それを咎めるでもなく、自分とは違って随分華やかな生活を送っているな、と、ぼんやりと思うだけだ。
冷蔵庫からミネラルウォーターを取り出した睦月が、割と穏やかな葉月の様子を見て取り、徐々に間合いを狭めながら葉月に近寄る。
それを視線で威嚇しながら、葉月は気もなくページをめくる。
「何?それ?」
読書などに興味もなく、ただひたすらにそれを読んでいる人間に好奇心のある睦月が訊ねる。
「恋愛モノ」
葉月としては珍しく、簡潔に、それでも大嫌いな兄に返事をする。あえて喧嘩をするほうがややこしくコミュニケーションをしなくてはいけないことに気が付いたからだが、それでも睦月はたったこれだけの会話でも嬉しそうに顔をニヤケさせている。
「珍しいな、葉月がそんなもの読むなんて」
少々ストーカー体質の弟にでも聞いたのか、この兄まで葉月の読書傾向を熟知しているようだ。もっとも、あからさまに殺人事件、と銘うった小説ばかりを好んで読んでいるのだから、その傾向は誰が見ても明らかなのかもしれないが。
「……押し付けられた」
気乗りしない本を膝にのせ、感情のこもらない返事をする葉月は、そのやり取りを思い出し思い切り顔を顰める。
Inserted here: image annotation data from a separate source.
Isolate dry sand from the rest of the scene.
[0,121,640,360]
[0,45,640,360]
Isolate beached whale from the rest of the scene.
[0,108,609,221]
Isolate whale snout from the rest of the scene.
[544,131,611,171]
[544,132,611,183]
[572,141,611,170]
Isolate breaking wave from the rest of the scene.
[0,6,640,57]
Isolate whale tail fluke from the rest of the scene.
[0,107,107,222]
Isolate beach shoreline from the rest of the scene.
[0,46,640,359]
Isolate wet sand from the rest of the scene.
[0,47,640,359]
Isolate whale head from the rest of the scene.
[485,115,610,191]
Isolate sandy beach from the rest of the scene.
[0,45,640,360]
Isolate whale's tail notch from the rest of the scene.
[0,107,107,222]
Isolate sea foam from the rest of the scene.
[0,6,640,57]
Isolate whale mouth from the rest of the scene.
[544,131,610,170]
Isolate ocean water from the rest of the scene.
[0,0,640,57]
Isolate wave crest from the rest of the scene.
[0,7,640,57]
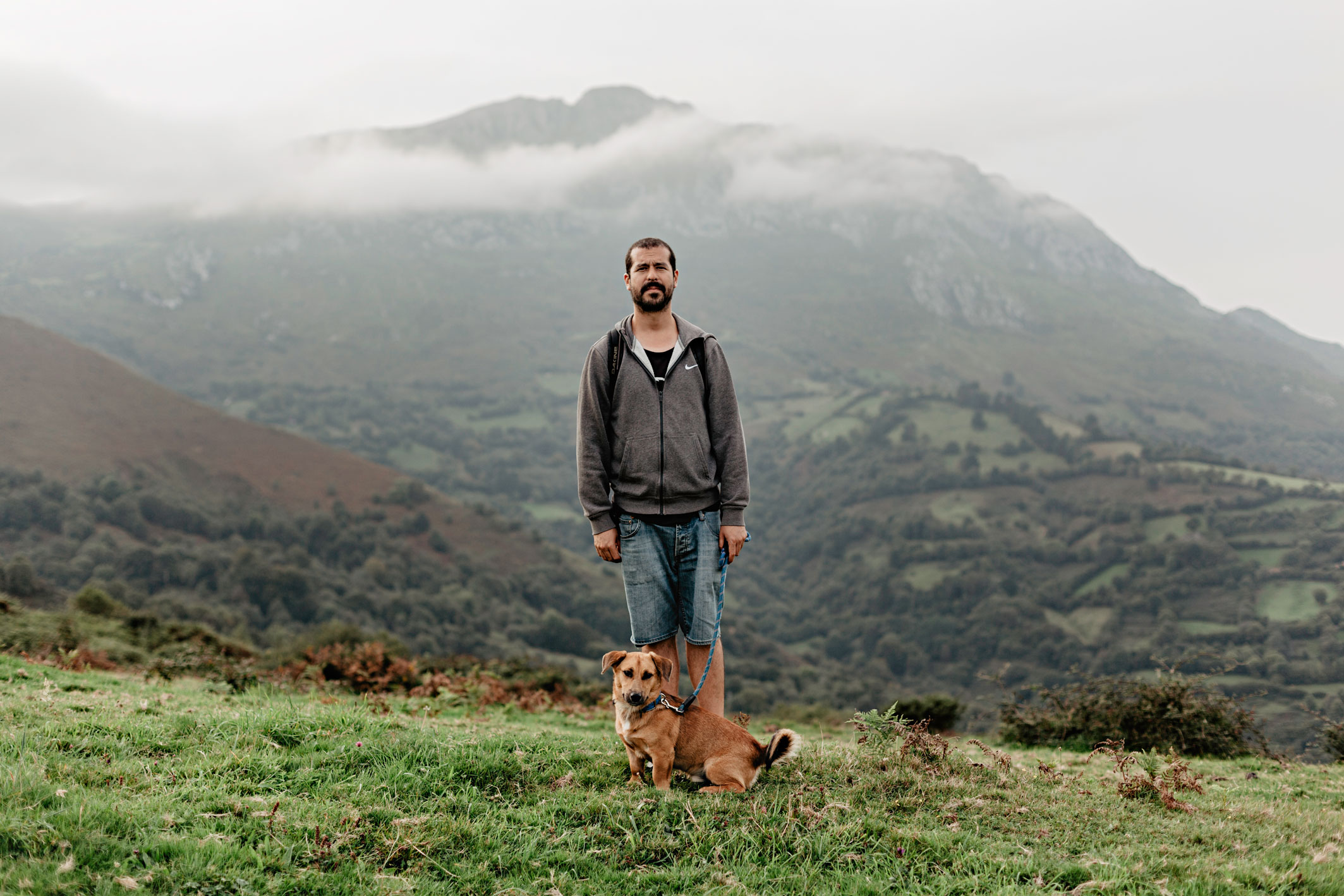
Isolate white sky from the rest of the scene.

暇があれば本を読んでいることが多い葉月に、同僚がお気に入りの本だ、といって寄越したのがこのストレートな恋愛モノの本だったのだからたまらない。もともとそういった機微にとことん疎い彼女は、思い悩む女性の独白も、おしゃれで軽妙な男女のやりとりも、さっぱりと頭に思い浮かばない上に、それに感情移入をして読め、と言う方が無理な話だ。ただ字面だけを追って日本語を理解するだけとなる読書は、読書感想文を書くための読書を思い出すようで、苦行としかいいようがないのだ。だったら読まなければいいものの、根が真面目な葉月は、さらりとでも目を通さなければ悪いような気がしてしまい、気のない読書につながってしまったのだ。
「……デート?」
本当に珍しく、恐らくそういった本を読んでいたせいだろう、葉月が兄に質問をぶつけた。
そのことに驚いて、コップを落としそうになった睦月は、さらに葉月の方へ近寄ろうと歩を進める。
「恋愛って、楽しい?」
だが、どうしても第三者に尋ねたかった疑問を聞かずにはいられなかった葉月は、とりあえず友人に聞くよりまし、と言う判断で、目の前の兄にさらに質問を重ねた。
あまりの喜びに理性を失ったとしか考えられない睦月は、葉月へと近寄り、おもむろにその両手を捕獲する。
「やだな、葉月、やきもちか?大丈夫、兄さんの愛はいつもいつも葉月のものだから」
最後まで言い切らないうちに、近くにあったスリッパで頭を叩かれた上に、蹴り飛ばされた兄は、幸せそうな顔をしてソファーに頭だけを静めてそのまま寝入ってしまった。
恐らく相当に酔っていたのだろう。あれだけ酒臭ければ当然だ。
こんな時期でも風邪を引くかもしれない、といったささやかな罪悪感が掠めないでもないものの、あっさりと無視して、葉月は読みかけの本を片手にさっさと自分の部屋へと引っ込んでいった。
あの馬鹿に聞いた私がやっぱり大馬鹿だったんだ。
そんな思いを胸に、兄妹の溝は狭まるどころか、さらに広がっていった。